Img699_640Img700_640 展示されている「国宝」から数点を。

 左は「金製指輪」、朝鮮・古新羅時代のもの。
 右は「金剛製龍頭一対」、中国・東魏時代のもの。

 このほか「夔鳳鏡」(中国・呉)「三角縁四神鏡」(中国・魏)「双頭龍文鏡」(中国・魏)「唐三彩長頸瓶片」(中国・唐)、それに古墳時代の鏡や碧玉・水晶・瑠璃玉・真珠玉が並ぶ。

Img707_640 また右の「カットグラス椀片」など、イラン・ササン朝時代の遺物も出土しており、考古学・宗教学・古代史など学術的にも貴重な品々が並ぶ。

Img703_640 宗像大社の神官は、大化の改新以来この地の豪族・宗像氏が代々務めており、同時に一帯の行政官として海上をも含め支配権を及ぼした。

Img698_640 左上は源頼朝からの書状だが、神領を含む地域の支配権を安堵しており、それは黒田氏が筑前に下った江戸のころまで続く。
 その一例として、玄界灘で難破した交易船の積荷や漂着物の所有権を大社は持っており、その売却費用が社の改築費などに充てられてきた。

Thc021jg3d_640 出光美術館の創設者・出光佐三は、この宗像出身。

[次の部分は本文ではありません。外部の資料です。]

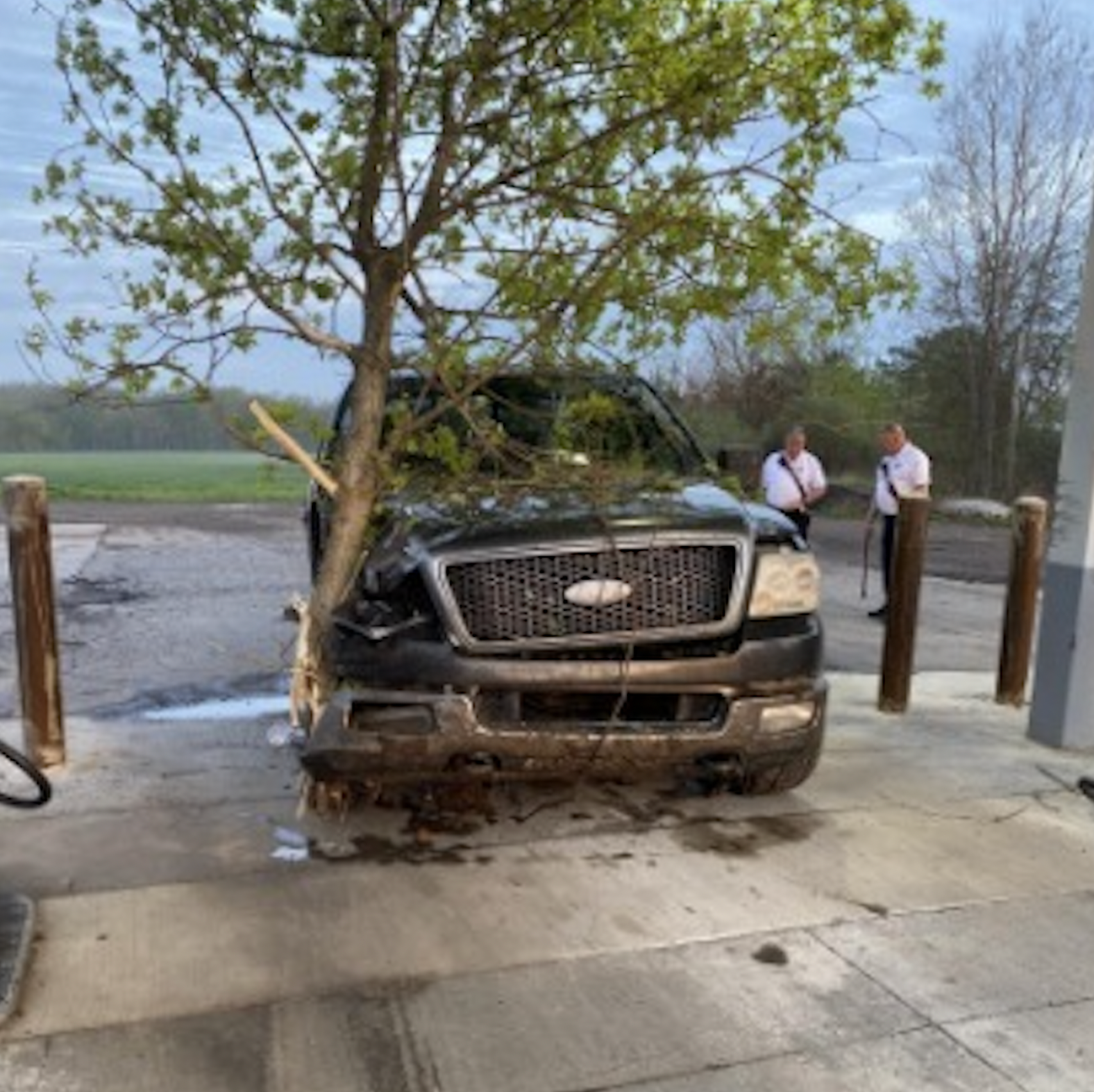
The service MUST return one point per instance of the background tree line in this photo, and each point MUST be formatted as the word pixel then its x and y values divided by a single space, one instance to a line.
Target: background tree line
pixel 36 418
pixel 997 238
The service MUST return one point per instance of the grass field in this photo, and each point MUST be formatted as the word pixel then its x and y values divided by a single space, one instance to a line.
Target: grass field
pixel 182 476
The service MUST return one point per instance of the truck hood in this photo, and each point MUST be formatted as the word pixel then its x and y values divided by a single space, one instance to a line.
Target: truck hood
pixel 469 521
pixel 416 530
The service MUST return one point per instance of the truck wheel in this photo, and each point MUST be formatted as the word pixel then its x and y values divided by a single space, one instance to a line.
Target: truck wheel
pixel 781 776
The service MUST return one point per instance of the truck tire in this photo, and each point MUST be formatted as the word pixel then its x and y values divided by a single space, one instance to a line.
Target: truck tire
pixel 784 773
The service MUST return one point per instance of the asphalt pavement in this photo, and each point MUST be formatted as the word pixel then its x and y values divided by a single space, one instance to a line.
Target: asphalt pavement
pixel 917 916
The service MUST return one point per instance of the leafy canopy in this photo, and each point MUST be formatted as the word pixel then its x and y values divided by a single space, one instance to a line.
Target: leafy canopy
pixel 477 176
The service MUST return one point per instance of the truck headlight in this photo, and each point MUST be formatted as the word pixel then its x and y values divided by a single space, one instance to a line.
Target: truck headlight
pixel 786 582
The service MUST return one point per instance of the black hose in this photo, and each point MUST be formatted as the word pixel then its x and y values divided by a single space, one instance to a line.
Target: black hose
pixel 40 780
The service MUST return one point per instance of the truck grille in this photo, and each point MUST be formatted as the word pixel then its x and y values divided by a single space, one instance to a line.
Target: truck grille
pixel 520 600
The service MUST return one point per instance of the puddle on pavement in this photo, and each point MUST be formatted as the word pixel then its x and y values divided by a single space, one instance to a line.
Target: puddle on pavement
pixel 744 838
pixel 239 708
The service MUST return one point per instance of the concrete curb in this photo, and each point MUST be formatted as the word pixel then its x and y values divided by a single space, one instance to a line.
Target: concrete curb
pixel 17 930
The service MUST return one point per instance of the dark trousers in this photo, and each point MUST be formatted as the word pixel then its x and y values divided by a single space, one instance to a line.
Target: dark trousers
pixel 800 520
pixel 888 549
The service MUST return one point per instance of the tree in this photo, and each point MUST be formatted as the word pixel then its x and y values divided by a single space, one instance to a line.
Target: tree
pixel 466 180
pixel 1001 227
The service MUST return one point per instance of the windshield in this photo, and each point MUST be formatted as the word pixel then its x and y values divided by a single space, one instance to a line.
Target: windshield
pixel 516 421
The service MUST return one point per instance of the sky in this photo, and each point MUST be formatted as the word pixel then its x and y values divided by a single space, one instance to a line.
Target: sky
pixel 32 131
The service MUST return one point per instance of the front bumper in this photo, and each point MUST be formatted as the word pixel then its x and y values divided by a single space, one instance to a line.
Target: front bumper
pixel 370 736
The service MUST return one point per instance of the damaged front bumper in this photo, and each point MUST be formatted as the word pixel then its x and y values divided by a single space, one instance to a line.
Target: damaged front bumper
pixel 385 737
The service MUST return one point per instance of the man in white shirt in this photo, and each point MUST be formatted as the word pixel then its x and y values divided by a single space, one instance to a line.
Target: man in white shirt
pixel 904 471
pixel 793 479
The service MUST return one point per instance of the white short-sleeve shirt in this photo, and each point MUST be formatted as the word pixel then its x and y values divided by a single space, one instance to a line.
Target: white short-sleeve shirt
pixel 909 473
pixel 778 475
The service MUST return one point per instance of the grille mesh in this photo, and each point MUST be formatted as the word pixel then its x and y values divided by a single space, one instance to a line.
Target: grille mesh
pixel 521 598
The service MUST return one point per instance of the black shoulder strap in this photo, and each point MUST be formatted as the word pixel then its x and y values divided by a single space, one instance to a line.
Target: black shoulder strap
pixel 785 463
pixel 888 480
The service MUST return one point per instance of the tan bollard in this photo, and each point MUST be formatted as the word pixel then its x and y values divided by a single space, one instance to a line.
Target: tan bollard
pixel 904 604
pixel 1027 553
pixel 32 592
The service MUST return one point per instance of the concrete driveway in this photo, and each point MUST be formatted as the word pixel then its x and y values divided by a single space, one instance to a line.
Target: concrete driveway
pixel 919 915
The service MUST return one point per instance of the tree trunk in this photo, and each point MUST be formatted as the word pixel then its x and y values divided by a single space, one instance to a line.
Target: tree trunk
pixel 359 476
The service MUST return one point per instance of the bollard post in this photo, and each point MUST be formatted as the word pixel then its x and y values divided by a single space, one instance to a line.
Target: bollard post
pixel 1027 552
pixel 32 593
pixel 904 604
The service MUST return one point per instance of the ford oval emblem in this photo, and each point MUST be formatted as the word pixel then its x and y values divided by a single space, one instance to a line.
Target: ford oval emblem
pixel 598 592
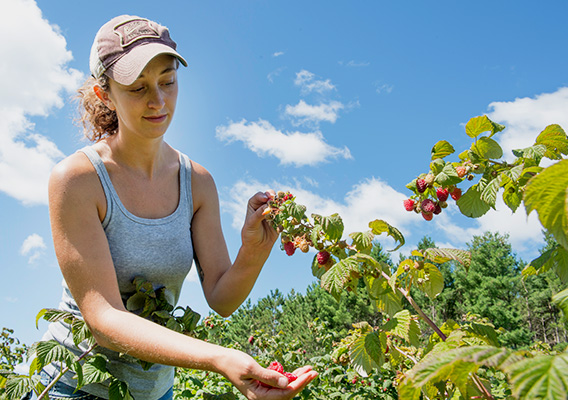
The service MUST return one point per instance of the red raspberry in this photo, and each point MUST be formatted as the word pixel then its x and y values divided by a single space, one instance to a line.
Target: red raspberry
pixel 428 206
pixel 289 248
pixel 461 170
pixel 421 185
pixel 323 257
pixel 456 194
pixel 408 204
pixel 442 194
pixel 276 366
pixel 291 377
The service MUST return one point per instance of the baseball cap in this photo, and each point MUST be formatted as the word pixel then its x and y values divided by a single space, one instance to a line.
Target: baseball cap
pixel 126 44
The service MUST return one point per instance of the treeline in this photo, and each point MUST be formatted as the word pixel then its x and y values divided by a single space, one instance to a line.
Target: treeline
pixel 492 289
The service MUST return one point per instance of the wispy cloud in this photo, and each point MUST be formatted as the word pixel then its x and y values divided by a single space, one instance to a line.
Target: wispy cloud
pixel 295 148
pixel 526 117
pixel 303 113
pixel 35 80
pixel 33 247
pixel 308 83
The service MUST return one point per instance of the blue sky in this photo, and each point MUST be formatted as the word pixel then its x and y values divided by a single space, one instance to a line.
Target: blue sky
pixel 339 102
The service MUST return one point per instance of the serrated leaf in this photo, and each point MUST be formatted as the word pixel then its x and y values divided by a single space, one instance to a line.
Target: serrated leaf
pixel 442 149
pixel 332 226
pixel 448 176
pixel 363 241
pixel 489 193
pixel 487 148
pixel 335 279
pixel 555 140
pixel 440 256
pixel 379 226
pixel 542 377
pixel 403 325
pixel 471 205
pixel 535 152
pixel 478 125
pixel 547 194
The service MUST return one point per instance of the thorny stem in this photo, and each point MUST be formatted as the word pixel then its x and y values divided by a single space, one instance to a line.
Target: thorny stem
pixel 406 294
pixel 63 372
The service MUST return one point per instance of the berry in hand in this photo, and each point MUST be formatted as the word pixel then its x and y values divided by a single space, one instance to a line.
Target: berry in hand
pixel 409 204
pixel 442 194
pixel 289 248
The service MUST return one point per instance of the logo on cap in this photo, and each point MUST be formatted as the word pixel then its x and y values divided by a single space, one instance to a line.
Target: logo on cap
pixel 136 29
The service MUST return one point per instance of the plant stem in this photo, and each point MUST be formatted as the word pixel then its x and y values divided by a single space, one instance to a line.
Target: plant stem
pixel 62 372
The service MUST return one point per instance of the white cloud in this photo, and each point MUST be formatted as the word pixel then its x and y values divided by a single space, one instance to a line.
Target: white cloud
pixel 526 117
pixel 304 113
pixel 34 73
pixel 305 80
pixel 289 147
pixel 33 247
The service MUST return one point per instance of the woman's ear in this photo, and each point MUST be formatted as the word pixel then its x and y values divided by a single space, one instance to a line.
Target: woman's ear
pixel 103 96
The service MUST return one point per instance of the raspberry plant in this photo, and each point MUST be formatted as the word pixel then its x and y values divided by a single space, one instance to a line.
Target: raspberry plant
pixel 459 360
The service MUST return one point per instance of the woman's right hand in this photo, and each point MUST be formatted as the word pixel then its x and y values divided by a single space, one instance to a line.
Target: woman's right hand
pixel 256 382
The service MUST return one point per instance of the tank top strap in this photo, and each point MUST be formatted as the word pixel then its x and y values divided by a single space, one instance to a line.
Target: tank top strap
pixel 104 178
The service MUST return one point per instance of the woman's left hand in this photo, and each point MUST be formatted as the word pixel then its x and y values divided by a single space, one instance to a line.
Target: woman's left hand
pixel 257 231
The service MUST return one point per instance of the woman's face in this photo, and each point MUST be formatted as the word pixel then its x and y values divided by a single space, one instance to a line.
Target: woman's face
pixel 146 107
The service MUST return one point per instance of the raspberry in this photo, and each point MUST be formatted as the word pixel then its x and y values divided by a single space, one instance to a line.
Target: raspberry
pixel 442 194
pixel 289 248
pixel 429 179
pixel 276 366
pixel 421 185
pixel 323 257
pixel 408 204
pixel 428 206
pixel 456 194
pixel 291 377
pixel 461 170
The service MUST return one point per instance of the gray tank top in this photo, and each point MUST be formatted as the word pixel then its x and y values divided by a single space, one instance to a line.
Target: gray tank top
pixel 161 251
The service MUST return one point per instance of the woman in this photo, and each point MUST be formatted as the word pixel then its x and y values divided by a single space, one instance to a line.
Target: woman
pixel 130 205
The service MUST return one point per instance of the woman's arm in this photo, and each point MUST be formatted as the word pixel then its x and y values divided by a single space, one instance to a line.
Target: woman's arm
pixel 77 204
pixel 226 285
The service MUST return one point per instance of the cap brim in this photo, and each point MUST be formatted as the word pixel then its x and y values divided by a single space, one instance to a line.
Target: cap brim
pixel 129 67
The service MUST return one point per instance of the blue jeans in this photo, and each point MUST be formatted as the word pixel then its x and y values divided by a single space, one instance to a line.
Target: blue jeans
pixel 63 391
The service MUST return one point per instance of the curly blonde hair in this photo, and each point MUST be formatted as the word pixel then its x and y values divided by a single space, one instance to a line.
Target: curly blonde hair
pixel 97 119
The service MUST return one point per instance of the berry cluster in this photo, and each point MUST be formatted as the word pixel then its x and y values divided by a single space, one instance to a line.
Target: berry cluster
pixel 276 366
pixel 430 199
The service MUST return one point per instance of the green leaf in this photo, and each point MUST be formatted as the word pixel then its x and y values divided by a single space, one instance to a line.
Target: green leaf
pixel 332 226
pixel 379 226
pixel 487 148
pixel 547 194
pixel 403 325
pixel 363 241
pixel 442 149
pixel 535 152
pixel 477 125
pixel 542 377
pixel 448 176
pixel 118 390
pixel 489 193
pixel 440 256
pixel 471 205
pixel 555 140
pixel 361 360
pixel 335 279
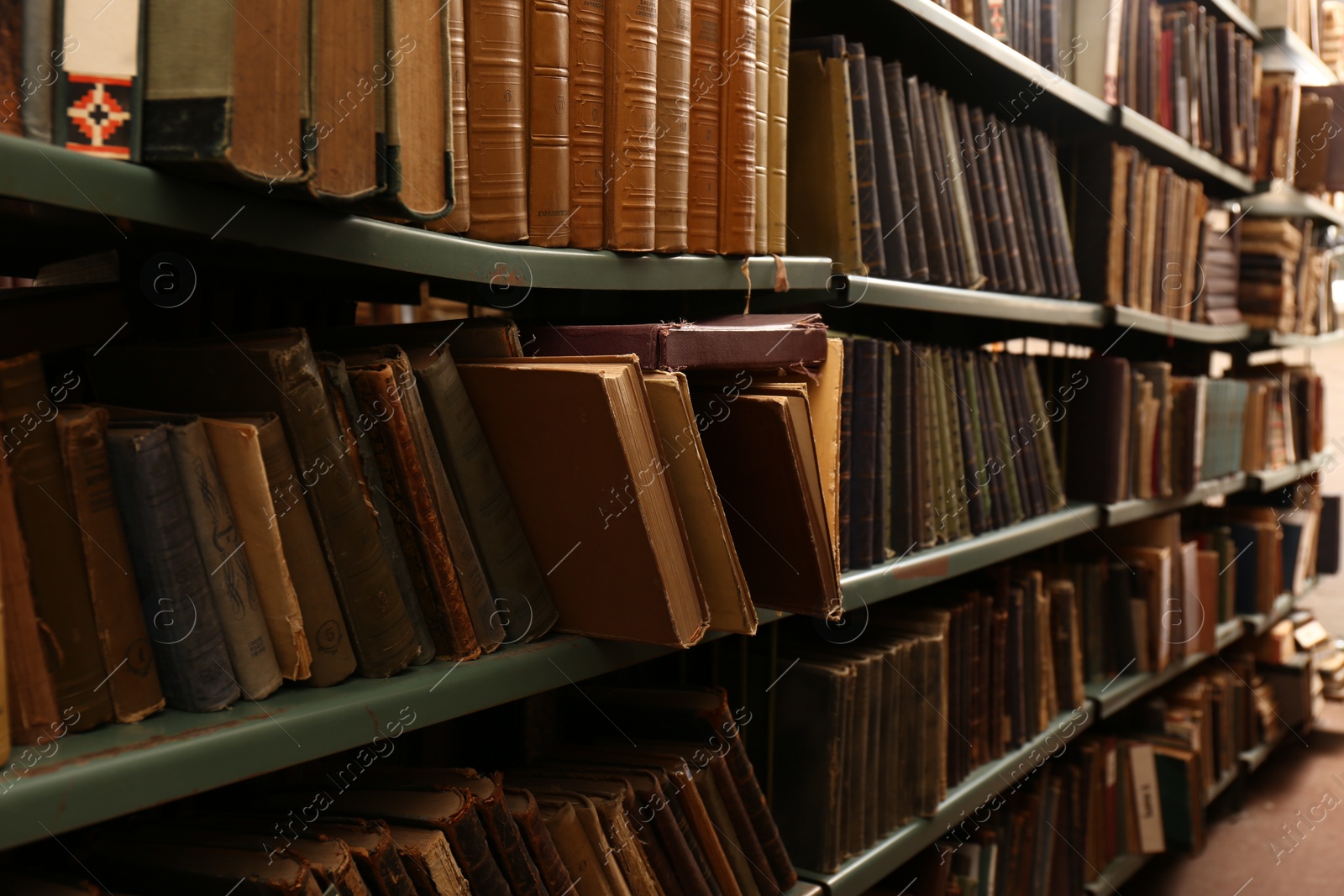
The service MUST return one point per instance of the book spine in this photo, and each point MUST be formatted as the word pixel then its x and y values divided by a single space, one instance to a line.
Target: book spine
pixel 706 98
pixel 632 43
pixel 188 642
pixel 777 143
pixel 55 567
pixel 112 584
pixel 672 148
pixel 496 120
pixel 549 136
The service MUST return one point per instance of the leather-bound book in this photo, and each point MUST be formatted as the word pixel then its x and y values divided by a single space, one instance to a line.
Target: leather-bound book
pixel 449 812
pixel 777 141
pixel 549 123
pixel 496 120
pixel 228 578
pixel 890 208
pixel 672 147
pixel 29 689
pixel 276 371
pixel 225 87
pixel 343 39
pixel 707 49
pixel 356 425
pixel 631 120
pixel 824 208
pixel 242 472
pixel 188 641
pixel 651 593
pixel 55 550
pixel 588 80
pixel 112 582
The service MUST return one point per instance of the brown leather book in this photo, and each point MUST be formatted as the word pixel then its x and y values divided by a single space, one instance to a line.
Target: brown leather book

戦前、大社が財政難で疲弊していたころ私財を投げ打って再建に努めており、そんな縁もあって久しぶりに「宗像大社国宝展」を開催することになった。

 今回は「裏伊勢」とも称された「宗像大社」の神宝に因んで、昭和に入って伊勢神宮に奉納された「金剛御桛」など14点が、特別出品されている。

 「宗像大社国宝展」は、10月13日まで出光美術館で。入館料は1000円。